James Hague Interview

Gamezone recently interviewed James Hague, design director of Red Faction: Guerrilla.

Gamezone: First and foremost, Red Faction: Guerrilla grabs the player’s attention by allowing you to interact with and destroy everything. Other games are trying this, even a couple for PS3 and Xbox 360. But none have Guerrilla’s level of depth. Talk about this and the technology behind making these environments explode and implode.

James Hague: We implemented real destruction from the ground up. When I say “real,” I mean that buildings can be torn apart piece by piece, that stresses and structural integrity are a key part of the system, that buildings are made of different materials and those materials have their own properties such as weight and durability, and that debris can smash into other things and cause further destruction, including killing people.

Every other game out there uses various tricks and special effects to give the impression of destruction, but it’s not the same thing. A whole building collapses at once, and you can’t interact with it. A wall is replaced with a blown out wall. Remember back when 16-bit consoles used scaled sprites and people called that “3D”? Then real 3D games came along, and we learned real fast how 3D completely changes things? That’s the leap Red Faction: Guerrilla has taken.
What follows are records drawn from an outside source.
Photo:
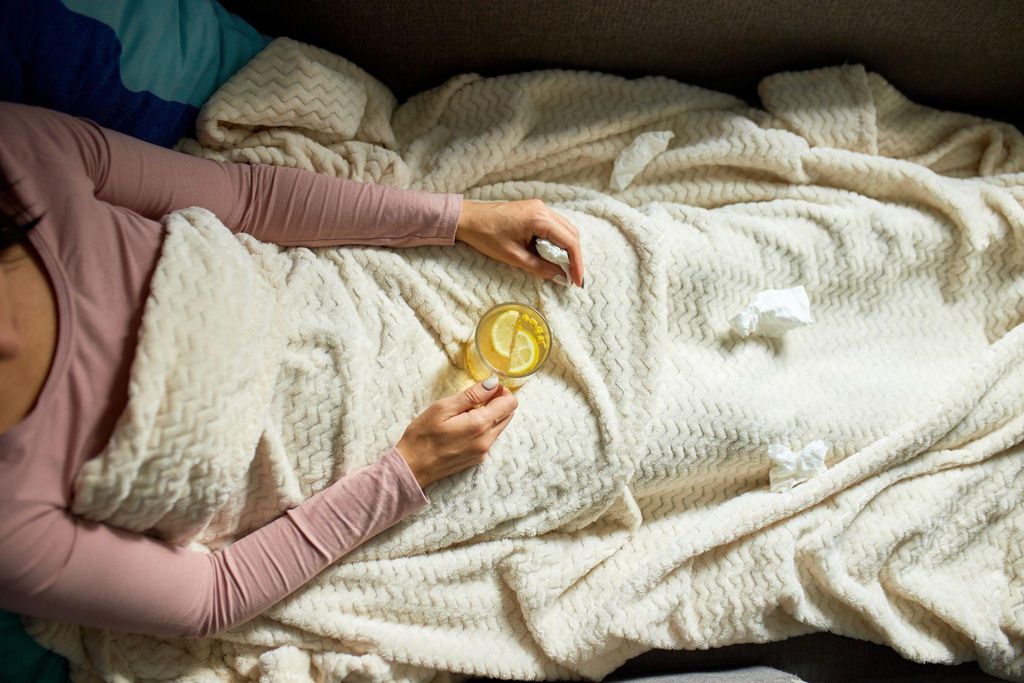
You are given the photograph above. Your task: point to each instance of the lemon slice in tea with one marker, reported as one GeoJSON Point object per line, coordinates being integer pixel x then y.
{"type": "Point", "coordinates": [525, 353]}
{"type": "Point", "coordinates": [503, 332]}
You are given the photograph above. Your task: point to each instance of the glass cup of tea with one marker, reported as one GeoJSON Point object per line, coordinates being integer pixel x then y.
{"type": "Point", "coordinates": [512, 341]}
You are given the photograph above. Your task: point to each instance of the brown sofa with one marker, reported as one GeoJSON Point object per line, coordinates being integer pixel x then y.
{"type": "Point", "coordinates": [966, 55]}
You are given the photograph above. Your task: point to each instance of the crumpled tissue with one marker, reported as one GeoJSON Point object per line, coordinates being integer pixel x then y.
{"type": "Point", "coordinates": [634, 159]}
{"type": "Point", "coordinates": [552, 252]}
{"type": "Point", "coordinates": [773, 312]}
{"type": "Point", "coordinates": [794, 468]}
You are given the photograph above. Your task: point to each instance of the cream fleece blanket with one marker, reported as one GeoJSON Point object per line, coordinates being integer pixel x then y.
{"type": "Point", "coordinates": [627, 505]}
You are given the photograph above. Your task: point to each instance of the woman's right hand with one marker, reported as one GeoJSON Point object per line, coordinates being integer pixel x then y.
{"type": "Point", "coordinates": [456, 431]}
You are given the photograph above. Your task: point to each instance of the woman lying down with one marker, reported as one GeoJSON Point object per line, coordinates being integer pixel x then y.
{"type": "Point", "coordinates": [79, 241]}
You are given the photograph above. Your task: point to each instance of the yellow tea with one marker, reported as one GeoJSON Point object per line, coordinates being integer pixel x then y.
{"type": "Point", "coordinates": [512, 341]}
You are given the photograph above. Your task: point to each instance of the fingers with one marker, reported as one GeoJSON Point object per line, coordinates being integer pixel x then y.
{"type": "Point", "coordinates": [500, 409]}
{"type": "Point", "coordinates": [481, 422]}
{"type": "Point", "coordinates": [535, 264]}
{"type": "Point", "coordinates": [474, 395]}
{"type": "Point", "coordinates": [566, 237]}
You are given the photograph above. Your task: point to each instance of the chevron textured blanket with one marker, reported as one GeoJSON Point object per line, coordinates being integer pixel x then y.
{"type": "Point", "coordinates": [627, 507]}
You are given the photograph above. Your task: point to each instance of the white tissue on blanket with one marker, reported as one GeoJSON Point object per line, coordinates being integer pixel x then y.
{"type": "Point", "coordinates": [774, 312]}
{"type": "Point", "coordinates": [794, 468]}
{"type": "Point", "coordinates": [552, 252]}
{"type": "Point", "coordinates": [634, 159]}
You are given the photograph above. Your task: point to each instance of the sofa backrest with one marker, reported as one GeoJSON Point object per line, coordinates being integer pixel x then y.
{"type": "Point", "coordinates": [960, 54]}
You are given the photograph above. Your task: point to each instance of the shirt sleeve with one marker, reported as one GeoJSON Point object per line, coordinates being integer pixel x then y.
{"type": "Point", "coordinates": [59, 566]}
{"type": "Point", "coordinates": [287, 206]}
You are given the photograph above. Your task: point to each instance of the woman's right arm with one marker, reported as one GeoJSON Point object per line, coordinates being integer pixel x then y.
{"type": "Point", "coordinates": [56, 565]}
{"type": "Point", "coordinates": [59, 566]}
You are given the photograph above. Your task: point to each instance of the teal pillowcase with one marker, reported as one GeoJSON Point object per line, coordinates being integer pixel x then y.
{"type": "Point", "coordinates": [25, 660]}
{"type": "Point", "coordinates": [179, 51]}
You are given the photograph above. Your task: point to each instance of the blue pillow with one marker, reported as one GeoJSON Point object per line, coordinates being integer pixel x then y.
{"type": "Point", "coordinates": [139, 68]}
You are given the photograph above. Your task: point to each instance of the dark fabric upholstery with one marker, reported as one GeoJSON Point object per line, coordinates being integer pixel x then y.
{"type": "Point", "coordinates": [945, 53]}
{"type": "Point", "coordinates": [964, 55]}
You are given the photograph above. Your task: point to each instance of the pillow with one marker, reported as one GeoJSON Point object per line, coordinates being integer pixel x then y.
{"type": "Point", "coordinates": [139, 68]}
{"type": "Point", "coordinates": [25, 660]}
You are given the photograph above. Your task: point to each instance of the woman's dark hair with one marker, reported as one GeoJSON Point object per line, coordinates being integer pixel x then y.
{"type": "Point", "coordinates": [11, 229]}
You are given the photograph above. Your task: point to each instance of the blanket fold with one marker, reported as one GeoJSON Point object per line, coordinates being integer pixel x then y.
{"type": "Point", "coordinates": [627, 506]}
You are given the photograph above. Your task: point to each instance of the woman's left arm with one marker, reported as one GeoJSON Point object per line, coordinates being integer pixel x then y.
{"type": "Point", "coordinates": [286, 206]}
{"type": "Point", "coordinates": [292, 207]}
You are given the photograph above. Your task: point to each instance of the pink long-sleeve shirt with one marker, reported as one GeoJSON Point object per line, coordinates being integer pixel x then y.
{"type": "Point", "coordinates": [100, 196]}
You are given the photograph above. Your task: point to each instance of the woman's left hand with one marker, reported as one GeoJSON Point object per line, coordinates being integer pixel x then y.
{"type": "Point", "coordinates": [504, 230]}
Okay, that sounds a bit pretentious, but all it takes is five minutes of playing around in RFG, and you’ll get it.

GZ: If anything, what have you learned from the previous Red Faction games that helped form and perfect the vision for Guerrilla?

JH: We learned that destruction needs an open environment in order to shine. The two are a perfect match.

GZ: For multiplayer, are you giving players access to the same destructive areas as the single-player campaign? Are there going to be any multiplayer-specific locales?

JH: Multiplayer is a set of separate modes with completely custom maps.

Guerrilla features some unconventional weapon choices. How will these come into play in the single-player campaign, and are there conventional weapons as well?

JH: The guerrilla movement has limited funds, and so weapons are improvised from power tools and mining explosives. Take an industrial grinder, remove all safety devices, and rig it so that sharpened grinding discs can be revved up and launched at high speed. They’re effective against humans, to say the least. The guerrillas can also steal weapons from the Earth Defense force and use them. You can use any guerrilla or EDF weapon you come across.

GZ: Most of my E3 experience with Guerrilla revolved around me trying to destroy everything in sight. But I know there’s more to the game than that – it will also feature many missions with specific goals. Could you tell us about some of them?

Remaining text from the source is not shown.